The English city of Liverpool was removed from UNESCO’s list of World Heritage Sites because new buildings undermined the attractiveness of its Victorian docks, making it only the third site to be removed from the prestigious list.
The decision was made by the World Heritage Committee, holding its 44th session in Fuzhou.
After the Elbe Valley in Dresden (Germany) and the Arabian Oryx Sanctuary (Oman), Liverpool is the third property to lose its World Heritage status.
Liverpool – Maritime Mercantile City
• Liverpool – Maritime Mercantile City was inscribed on the World Heritage List in 2004.
• Liverpool’s historic centre and docklands were inscribed for bearing witness to the development of one of the world’s major trading centres in the 18th and 19th centuries.
• Liverpool played an important role in the growth of the British Empire and became the major port for the mass movement of people.
• The site also illustrated pioneering developments in modern dock technology, transport systems and port management.
Why was Liverpool removed from the list?
• In 2012, Liverpool was added on the List of World Heritage in Danger following concerns about the proposed development of Liverpool Waters.
• The project has since gone ahead along with other developments both inside the site and in its buffer zone.
• The Committee considers that these constructions are detrimental to the site’s authenticity and integrity.
• The heritage label gives historic sites access to UN conservation funding as well as featuring in tourist guidebooks across the world.
• Any deletion from the World Heritage List is a loss to the internationally shared values and commitments under the World Heritage Convention.
What is a World Heritage Site?
• The United Nations Educational, Scientific and Cultural Organisation (UNESCO) seeks to encourage the identification, protection and preservation of cultural and natural heritage around the world considered to be of outstanding value to humanity.
• This is embodied in an international treaty called the Convention concerning the Protection of the World Cultural and Natural Heritage, adopted by UNESCO in 1972.
• A World Heritage Site is a place having a special cultural or physical significance and outstanding universal value to humanity. It may be a building, a city, a complex, a desert, a forest, an island, a lake, a monument or a mountain.

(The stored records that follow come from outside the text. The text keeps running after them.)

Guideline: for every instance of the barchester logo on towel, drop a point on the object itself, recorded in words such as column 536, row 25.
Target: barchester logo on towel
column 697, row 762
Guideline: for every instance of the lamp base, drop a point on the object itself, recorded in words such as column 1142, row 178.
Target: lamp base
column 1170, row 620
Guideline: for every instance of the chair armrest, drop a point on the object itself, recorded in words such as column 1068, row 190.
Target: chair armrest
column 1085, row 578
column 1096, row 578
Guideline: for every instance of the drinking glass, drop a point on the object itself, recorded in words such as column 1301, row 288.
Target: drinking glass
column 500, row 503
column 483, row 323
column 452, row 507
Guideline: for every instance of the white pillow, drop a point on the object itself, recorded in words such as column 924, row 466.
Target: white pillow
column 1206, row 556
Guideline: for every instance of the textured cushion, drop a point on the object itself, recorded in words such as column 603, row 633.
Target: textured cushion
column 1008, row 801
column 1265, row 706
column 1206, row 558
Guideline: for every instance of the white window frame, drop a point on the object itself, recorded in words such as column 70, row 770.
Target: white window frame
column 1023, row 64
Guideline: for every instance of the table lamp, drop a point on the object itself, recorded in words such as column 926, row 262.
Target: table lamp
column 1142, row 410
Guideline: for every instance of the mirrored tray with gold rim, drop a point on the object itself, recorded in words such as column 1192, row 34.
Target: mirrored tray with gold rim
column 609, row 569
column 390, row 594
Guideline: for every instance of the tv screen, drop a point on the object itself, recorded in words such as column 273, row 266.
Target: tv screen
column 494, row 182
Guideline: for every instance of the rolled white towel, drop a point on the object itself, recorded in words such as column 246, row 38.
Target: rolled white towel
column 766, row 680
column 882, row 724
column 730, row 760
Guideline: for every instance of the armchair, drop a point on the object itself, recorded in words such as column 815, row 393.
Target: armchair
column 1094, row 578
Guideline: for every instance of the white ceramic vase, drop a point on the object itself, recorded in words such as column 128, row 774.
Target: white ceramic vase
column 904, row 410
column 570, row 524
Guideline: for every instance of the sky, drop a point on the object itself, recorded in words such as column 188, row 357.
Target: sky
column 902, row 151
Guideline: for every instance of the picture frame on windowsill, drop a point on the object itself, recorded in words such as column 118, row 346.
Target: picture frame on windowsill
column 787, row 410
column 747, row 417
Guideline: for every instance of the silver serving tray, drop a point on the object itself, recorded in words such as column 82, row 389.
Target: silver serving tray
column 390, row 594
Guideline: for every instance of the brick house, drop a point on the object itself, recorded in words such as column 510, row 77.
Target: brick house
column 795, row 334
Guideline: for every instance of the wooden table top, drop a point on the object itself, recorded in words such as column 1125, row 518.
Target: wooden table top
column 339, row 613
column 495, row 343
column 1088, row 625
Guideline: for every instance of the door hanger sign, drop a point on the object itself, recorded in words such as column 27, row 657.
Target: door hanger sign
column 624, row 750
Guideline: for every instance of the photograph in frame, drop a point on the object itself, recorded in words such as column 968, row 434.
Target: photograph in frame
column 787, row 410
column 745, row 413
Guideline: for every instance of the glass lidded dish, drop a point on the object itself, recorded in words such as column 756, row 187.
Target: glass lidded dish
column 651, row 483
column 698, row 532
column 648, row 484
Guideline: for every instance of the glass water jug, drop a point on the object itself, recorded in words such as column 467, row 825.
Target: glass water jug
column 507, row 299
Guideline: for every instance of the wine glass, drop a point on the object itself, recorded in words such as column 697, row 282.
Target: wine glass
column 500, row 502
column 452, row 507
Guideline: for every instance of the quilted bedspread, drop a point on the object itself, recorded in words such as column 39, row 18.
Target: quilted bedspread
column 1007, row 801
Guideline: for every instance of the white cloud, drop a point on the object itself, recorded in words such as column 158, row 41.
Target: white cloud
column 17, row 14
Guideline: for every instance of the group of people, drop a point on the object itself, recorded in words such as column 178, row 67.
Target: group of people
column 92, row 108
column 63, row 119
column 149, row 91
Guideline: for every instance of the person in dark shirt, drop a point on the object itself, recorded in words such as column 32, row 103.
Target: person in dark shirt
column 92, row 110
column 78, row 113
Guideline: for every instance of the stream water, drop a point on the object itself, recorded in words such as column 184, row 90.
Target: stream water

Who lists World Heritage Sites?
• The International World Heritage Programme administered by the UNESCO World Heritage Committee establishes the sites to be listed as World Heritage Sites.
• The World Heritage Committee defines the use of the World Heritage Fund and allocates financial assistance upon requests from States Parties.
• It has the final say on whether a property is inscribed on the World Heritage List.
• The Committee consists of representatives from 21 of the States Parties to the Convention elected by their General Assembly.
• It examines reports on the state of conservation of inscribed properties and asks States Parties to take action when properties are not being properly managed.
• It also decides on the inscription or deletion of properties on the List of World Heritage in Danger.